RDC: Tshisekedi dans le piège de la force militaire régionale

Les dirigeants de l’Afrique de l’Est ont décidé à Nairobi l’envoi d’une force régionale pour tenter de mettre fin au conflit dans l’Est de la République démocratique du Congo (RDC). Une stratégie qui est accueillie avec méfiance au Congo, alors que le Rwanda est accusé de soutenir les rebelles du M23 et que l’Ouganda semble jouer trouble jeu.

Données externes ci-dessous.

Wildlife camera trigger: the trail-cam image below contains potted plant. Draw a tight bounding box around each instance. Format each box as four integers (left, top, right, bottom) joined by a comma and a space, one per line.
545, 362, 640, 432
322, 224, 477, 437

C’est une situation bien inconfortable dans laquelle se retrouve Félix Tshisekedi. Depuis maintenant 3 mois, le président congolais assiste quasi-impuissant à l’avancée des rebelles du M23, qui prennent petit à petit le contrôle de villages du Rutshuru (Nord-Kivu), jusqu’à s’emparer récemment de la ville de Bunagana, frontière avec l’Ouganda. Déjà en lutte contre la centaine de groupes armés qui pullule dans la région, l’armée congolaise peine à contenir le M23 que Kinshasa accuse d’être soutenu, en hommes et en armes, par le Rwanda voisin. La situation dans la région devient explosive. Deux soldats rwandais sont capturés sur le sol congolais, validant ainsi la thèse du soutien du Rwanda au M23, et Kigali accuse l’armée congolaise d’avoir tiré deux roquettes sur son territoire. Tshisekedi a clairement haussé le ton en affirmant faire face à « une attaque du Rwanda », sous couvert du M23, « qui cherche à occuper notre terre riche en or, coltan et cobalt pour l’exploiter pour son propre profit ». Des allégations réfutées par Kigali, qui accuse en retour l’armée congolaise de collaborer avec les FDLR, une rébellion rwandaise en lutte contre le pouvoir de Kigali.Le Rwanda et Ouganda au coeur d’un chaos sécuritaire

Le problème, c’est que ces accusations mutuelles durent maintenant depuis plus de 20 ans et que la situation dans l’Est du Congo ne s’est pas améliorée depuis. En cause, la faiblesse d’un Etat corrompu, largement absent dans l’Est du pays, et des militaires sous-payés, mal équipés et corrompus également, qui ne parviennent pas à éradiquer les groupes armés instrumentalisés par les élites congolaises et par certains pays de la région. Par-dessus ce capharnaüm sécuritaire congolais, se rajoute les relations tumultueuses entre les deux voisins les plus puissants de la région : le Rwanda et l’Ouganda. Les deux pays se sont d’ailleurs affrontés en terre congolaise dans les années 2000. 20 ans plus tard, Kigali et Kampala cherchent toujours à contrôler leurs zones d’influence dans les Kivu et en Ituri. Pour des raisons économiques : les deux voisins se servent allègrement en or, coltan, bois et pétrole au Congo, et pour des raisons sécuritaires afin de maintenir à distance les groupes armés qui leur sont hostiles et entretenir un chaos bien utile pour exporter en toute illégalité les richesses du sous-sol congolais.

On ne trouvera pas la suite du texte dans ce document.